O que fazer, na ordem: primeiro, restrinja o movimento imediatamente. Pegue o cão com as duas mãos, apoiando peito e quadril ao mesmo tempo, mantendo a coluna reta — nunca pelo meio do corpo, nunca pendurado. Coloque numa caixa de transporte forrada ou num espaço pequeno de onde ele não pule.
Segundo: ligue pro veterinário avisando que está a caminho com suspeita de crise de coluna. Se for fora do horário, vá direto à emergência 24 horas. Tempo importa, principalmente se há perda de movimento — a janela de avaliação para os casos cirúrgicos é curta.

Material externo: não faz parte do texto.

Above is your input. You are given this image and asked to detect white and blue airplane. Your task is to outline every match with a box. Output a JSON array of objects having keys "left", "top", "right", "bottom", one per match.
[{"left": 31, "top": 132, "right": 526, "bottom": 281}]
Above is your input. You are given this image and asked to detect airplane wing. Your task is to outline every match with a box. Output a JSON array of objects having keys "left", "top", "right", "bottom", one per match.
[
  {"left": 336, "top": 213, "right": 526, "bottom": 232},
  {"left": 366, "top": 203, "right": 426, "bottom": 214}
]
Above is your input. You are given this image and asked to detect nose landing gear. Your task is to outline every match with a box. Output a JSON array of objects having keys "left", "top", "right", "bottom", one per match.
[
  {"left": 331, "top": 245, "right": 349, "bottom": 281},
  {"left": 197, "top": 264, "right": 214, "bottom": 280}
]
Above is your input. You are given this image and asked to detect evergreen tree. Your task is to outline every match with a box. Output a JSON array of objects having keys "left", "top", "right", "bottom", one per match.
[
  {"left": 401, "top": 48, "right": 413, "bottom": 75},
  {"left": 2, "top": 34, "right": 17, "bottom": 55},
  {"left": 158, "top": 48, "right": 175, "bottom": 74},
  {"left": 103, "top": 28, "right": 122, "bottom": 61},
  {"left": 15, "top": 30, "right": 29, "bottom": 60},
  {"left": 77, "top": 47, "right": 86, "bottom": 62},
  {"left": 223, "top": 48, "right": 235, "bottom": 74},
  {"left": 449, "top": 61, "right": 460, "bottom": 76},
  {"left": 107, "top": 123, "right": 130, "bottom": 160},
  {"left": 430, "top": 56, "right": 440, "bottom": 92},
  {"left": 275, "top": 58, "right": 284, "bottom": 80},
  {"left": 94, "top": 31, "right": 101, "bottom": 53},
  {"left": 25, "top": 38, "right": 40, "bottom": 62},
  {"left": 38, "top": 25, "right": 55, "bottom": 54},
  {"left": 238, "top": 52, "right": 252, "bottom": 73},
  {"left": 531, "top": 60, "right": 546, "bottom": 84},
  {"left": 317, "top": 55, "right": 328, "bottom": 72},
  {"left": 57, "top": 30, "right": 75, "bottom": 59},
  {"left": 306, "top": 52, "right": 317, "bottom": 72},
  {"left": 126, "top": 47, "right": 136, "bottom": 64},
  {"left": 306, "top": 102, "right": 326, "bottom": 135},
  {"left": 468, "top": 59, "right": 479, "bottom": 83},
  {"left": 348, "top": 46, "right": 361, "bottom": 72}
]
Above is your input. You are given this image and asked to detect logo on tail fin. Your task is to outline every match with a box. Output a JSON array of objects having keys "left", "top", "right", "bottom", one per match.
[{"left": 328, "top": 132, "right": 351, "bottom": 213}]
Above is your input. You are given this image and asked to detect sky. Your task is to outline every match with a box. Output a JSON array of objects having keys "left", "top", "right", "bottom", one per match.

Terceiro: resista à tentação de 'esperar pra ver se melhora'. A dor pode oscilar e dar a impressão de melhora, enquanto a compressão no disco continua. Quem diferencia um episódio leve de um grave é o exame neurológico, não a observação em casa.
O que NÃO fazer: não dê analgésico ou anti-inflamatório por conta própria — além do risco de intoxicação, a medicação mascara a dor e atrapalha a avaliação. Não faça massagem, alongamento ou compressa na coluna. Não deixe o cão andar pra 'testar' as patas.
Depois do atendimento, o tratamento — seja conservador (repouso restrito e medicação prescrita pelo vet) ou cirúrgico — tem o seu próprio ritmo, e a recuperação pede paciência e disciplina no repouso. Mas isso é o capítulo seguinte. O seu papel na crise termina quando o seu salsicha chega em boas mãos.
Quando ir ao vet: ao primeiro sinal de dor súbita nas costas, fraqueza ou arrasto das patas traseiras — imediatamente, mesmo de madrugada. Perda de movimento é emergência cirúrgica em potencial: cada hora conta.
Isto é informação geral — quem avalia e decide é o veterinário do seu cão. Na dúvida, consulte sempre.